# Terry Hollands 420kg Deadlift



## StJocKIII (Dec 10, 2008)

Just saw this on bb.com, certainly worthy of sharing. Really hope he nails it at the next WSM.


----------



## weeman (Sep 6, 2007)

fuk sake!!


----------



## Falconski (Jan 19, 2009)

So do i it was sickening there been like how many 4-5 yanks in the final.
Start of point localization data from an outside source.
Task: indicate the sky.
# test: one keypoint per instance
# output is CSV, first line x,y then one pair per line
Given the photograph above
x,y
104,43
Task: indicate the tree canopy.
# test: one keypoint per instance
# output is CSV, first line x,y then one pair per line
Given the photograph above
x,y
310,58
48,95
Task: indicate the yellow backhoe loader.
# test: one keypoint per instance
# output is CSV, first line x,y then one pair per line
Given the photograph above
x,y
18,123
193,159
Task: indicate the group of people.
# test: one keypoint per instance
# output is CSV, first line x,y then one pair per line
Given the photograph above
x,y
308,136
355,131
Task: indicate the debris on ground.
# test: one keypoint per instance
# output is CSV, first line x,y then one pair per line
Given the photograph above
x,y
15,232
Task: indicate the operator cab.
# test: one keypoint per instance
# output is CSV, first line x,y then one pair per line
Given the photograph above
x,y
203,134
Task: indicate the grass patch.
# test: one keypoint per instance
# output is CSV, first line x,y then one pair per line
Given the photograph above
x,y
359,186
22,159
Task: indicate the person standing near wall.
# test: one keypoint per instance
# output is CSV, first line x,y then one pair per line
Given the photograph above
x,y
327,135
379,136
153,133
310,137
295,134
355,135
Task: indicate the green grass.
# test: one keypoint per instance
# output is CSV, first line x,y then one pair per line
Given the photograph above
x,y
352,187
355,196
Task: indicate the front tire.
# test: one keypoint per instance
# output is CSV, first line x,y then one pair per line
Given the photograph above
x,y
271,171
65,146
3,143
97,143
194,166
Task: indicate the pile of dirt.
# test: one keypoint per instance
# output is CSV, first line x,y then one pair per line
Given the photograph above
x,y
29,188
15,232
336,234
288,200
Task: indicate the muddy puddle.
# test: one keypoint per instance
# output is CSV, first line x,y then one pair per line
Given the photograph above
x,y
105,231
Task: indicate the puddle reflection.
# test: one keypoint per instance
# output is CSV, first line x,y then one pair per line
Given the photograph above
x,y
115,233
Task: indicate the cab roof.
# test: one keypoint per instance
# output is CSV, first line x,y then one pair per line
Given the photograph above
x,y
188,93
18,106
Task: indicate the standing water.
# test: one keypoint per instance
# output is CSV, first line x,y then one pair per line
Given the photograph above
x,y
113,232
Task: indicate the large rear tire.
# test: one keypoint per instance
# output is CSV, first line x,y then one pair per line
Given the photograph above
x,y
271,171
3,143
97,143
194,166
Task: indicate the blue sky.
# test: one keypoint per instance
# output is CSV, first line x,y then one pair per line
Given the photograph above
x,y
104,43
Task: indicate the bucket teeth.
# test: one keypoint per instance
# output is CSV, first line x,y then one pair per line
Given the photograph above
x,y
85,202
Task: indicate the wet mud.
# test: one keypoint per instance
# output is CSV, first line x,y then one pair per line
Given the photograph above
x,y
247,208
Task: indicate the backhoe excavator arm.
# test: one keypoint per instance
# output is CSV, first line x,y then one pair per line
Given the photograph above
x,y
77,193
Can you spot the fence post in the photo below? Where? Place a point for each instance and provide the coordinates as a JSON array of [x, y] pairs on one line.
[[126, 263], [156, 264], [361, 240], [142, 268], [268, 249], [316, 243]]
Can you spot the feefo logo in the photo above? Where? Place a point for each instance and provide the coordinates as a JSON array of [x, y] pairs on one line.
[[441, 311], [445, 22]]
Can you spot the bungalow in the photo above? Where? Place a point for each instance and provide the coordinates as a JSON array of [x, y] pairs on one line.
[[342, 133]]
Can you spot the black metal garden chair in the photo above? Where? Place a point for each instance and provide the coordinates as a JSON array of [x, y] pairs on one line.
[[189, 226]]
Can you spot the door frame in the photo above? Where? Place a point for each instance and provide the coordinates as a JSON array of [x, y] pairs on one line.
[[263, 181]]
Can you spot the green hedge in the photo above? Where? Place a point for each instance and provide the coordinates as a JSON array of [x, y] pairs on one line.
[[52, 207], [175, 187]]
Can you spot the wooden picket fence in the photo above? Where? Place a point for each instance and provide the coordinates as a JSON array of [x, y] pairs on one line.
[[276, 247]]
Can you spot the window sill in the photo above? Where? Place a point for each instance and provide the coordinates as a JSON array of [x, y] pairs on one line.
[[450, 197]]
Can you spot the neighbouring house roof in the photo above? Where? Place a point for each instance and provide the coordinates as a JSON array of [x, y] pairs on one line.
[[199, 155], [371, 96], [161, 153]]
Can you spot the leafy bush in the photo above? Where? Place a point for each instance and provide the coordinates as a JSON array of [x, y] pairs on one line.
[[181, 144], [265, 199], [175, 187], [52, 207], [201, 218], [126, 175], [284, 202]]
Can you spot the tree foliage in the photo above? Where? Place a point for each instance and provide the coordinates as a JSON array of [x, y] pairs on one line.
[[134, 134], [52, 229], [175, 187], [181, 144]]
Was good watching pudzianowski kicking poundstones ass.lol


----------



## brickhoused (Mar 12, 2008)

Hope he does well this year, he really wants it bad but seems to have bad luck on the day!


----------



## Goose (Jan 29, 2009)

Thats sick mate!


----------



## Guest (Mar 6, 2009)

Very powerfull man, awful deadlift (every thing other than the weight lol).


----------



## dmcc (Nov 25, 2007)

I saw that on Facebook... monster!


----------



## Guest (Mar 6, 2009)

dutch_scott said:


> ha @ con
> 
> its funny seeing that, 420kg a few years back was worlds best deadlift, hmmm


 A few years ago that was the worlds best deadlift minus the straps and the hitching yes you are correct. Its a different lift altogether if you use straps and can not be compared to a normal deadlift.


----------



## Eat_Train_Sleep (Jan 13, 2009)

Hope he does well this year


----------



## MaKaVeLi (Aug 12, 2008)

Quality lift! I've met Terry before, nice bloke:thumbup1:


----------



## 2fat2old (Feb 7, 2009)

****in awesome lift for a strongman,but at 6ft 7in that was unbelieveable.


----------



## Guest (Mar 7, 2009)

dutch_scott said:


> con why do u say its a diff lift with straps...
> 
> karl gillinham said he does double overhand grip... ok minus wraps


 Mechanics change drastically with straps it is far easier to "squat" the weight up for one thing. The majority of strenght athletes have no problem with pulling a weight up its holding onto it thats hard.


----------



## paulo (Feb 17, 2007)

that looked easy!


----------



## laurie g (Nov 28, 2008)

beast


----------



## CONDOR (Apr 9, 2003)

Big EL TEL that's a serious dead lift but the trick is longevity, do that too often and you'll be in a nursing home before your time


----------